La parabola evangelica ci parla di una storia che si ripete, potremmo dire da quando è comparso l’uomo sulla terra: “C'era un uomo ricco sfondato e c'era un povero mendicante e straccione; c'erano vestiti di porpora e di bisso e c'era una coperta di piaghe; c'era un'infinita abbuffata e c'era una brama di briciole avanzate.”
Quest'uomo ricco la tradizione lo ha chiamato "epulone", che non è un nome proprio, ma significa "banchettatore": è un mangione di professione; non mangia per vivere ma vive per mangiare e somiglia tanto al re Erode, di cui parla l'evangelista Marco, che racconta il sontuoso banchetto in suo onore nel giorno del compleanno, poi finito con l’uccisione del Battista. Quanta di questa gente vediamo, malata di applausomania, che si gonfia a dismisura facendosi acclamare come Dio, gente che ci governa, mangia alle spalle del popolo, della gente che a stenti va avanti e perde il posto di lavoro. Ma mentre il ricco “epulone”non ha nome, (cioè non è niente e nessuno!), il povero si chiama Lazzaro, nome che viene da Eleazaro, e significa "Dio aiuta". Questo Lazzaro di fronte al quale forse qualche volta anche noi facciamo gli epuloni, rassomiglia tanto a Gesù che - dice Paolo - da ricco che era, si fece povero (2Cor 8,9), si svuotò di sé assumendo la condizione di servo, anzi di doulos, cioè di schiavo (Fil 2,7s). Anche il tratto delle piaghe di Lazzaro richiama Gesù, perché - afferma s. Pietro citando il Profeta - "per le sue piaghe noi siamo stati guariti" (Is 53,5; 1Pt 2,25).
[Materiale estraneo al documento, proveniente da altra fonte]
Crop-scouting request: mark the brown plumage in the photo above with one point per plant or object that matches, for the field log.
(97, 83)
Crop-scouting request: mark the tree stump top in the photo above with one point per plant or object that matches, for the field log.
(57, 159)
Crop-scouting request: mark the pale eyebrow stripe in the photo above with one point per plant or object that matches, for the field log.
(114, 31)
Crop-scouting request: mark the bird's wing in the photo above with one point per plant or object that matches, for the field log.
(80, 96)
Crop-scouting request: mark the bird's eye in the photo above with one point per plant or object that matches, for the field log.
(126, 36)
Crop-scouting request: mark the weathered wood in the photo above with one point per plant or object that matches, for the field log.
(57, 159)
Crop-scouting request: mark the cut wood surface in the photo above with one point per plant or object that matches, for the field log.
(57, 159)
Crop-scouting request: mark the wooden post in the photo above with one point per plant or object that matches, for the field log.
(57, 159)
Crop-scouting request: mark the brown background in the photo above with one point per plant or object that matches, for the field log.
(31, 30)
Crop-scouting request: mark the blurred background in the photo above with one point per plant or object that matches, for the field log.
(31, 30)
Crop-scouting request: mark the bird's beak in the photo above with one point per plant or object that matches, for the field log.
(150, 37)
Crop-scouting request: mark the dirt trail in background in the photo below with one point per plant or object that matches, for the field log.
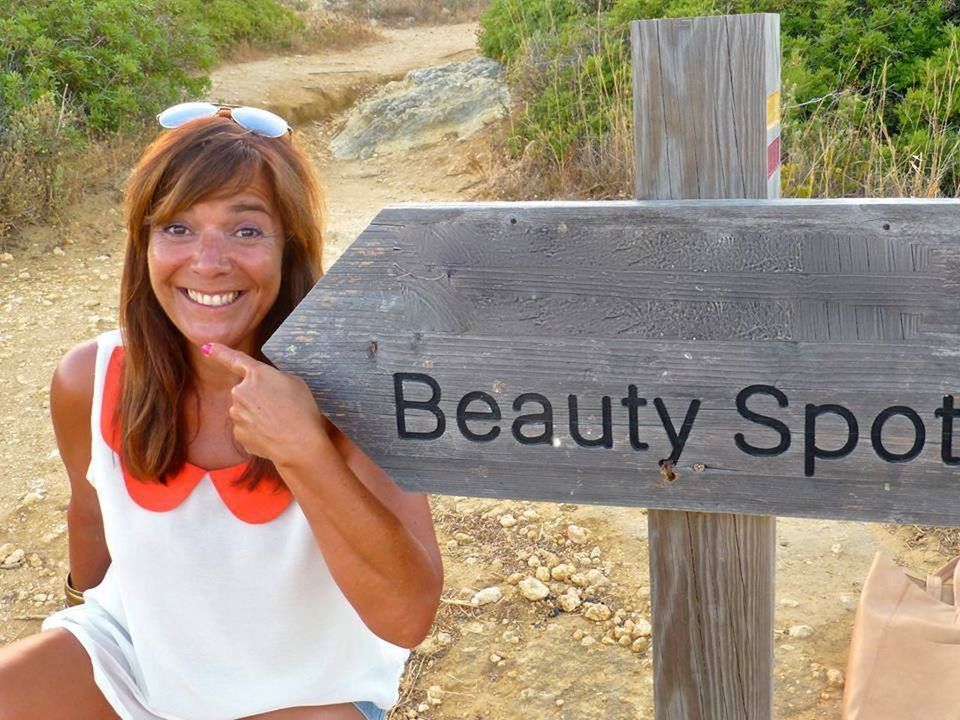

Potremmo chiederci, io epulone? Beh! anche se possiamo godere di un benessere magari giusto, sudato e sacrosanto, viviamo in un occidente opulento e violento che con i suoi sprechi grida vendetta al cospetto di Dio e umilia i poveri. Ciò che oggi manca (anche dentro al Chiesa) è uno stile di semplicità, ma soprattutto l’eco di parole profetiche! A questo proposito ricordo le parole di don Tonino Bello: "Cari cristiani questo digiuno lasciatelo fare a noi. Ci potrà servire come mezzo per ottenere qualcosa di immediato. Voi piuttosto fatene un altro: un digiuno che sia profezia. Astenetevi non tanto da un pasto, ma dall'ingordigia, dal sopruso, dalla smania di accaparrarsi, dalle collusioni disoneste con certe forme di potere. Più che privarvi di un piatto, privatevi del lusso, dello spreco, del superfluo: ci vuole più coraggio. Più che non toccare un pane, dividete il pane: il pane delle situazioni penose dei disoccupati, degli sfruttati, dei disperati che ci stanno attorno. L'altro digiuno lasciatelo fare a noi".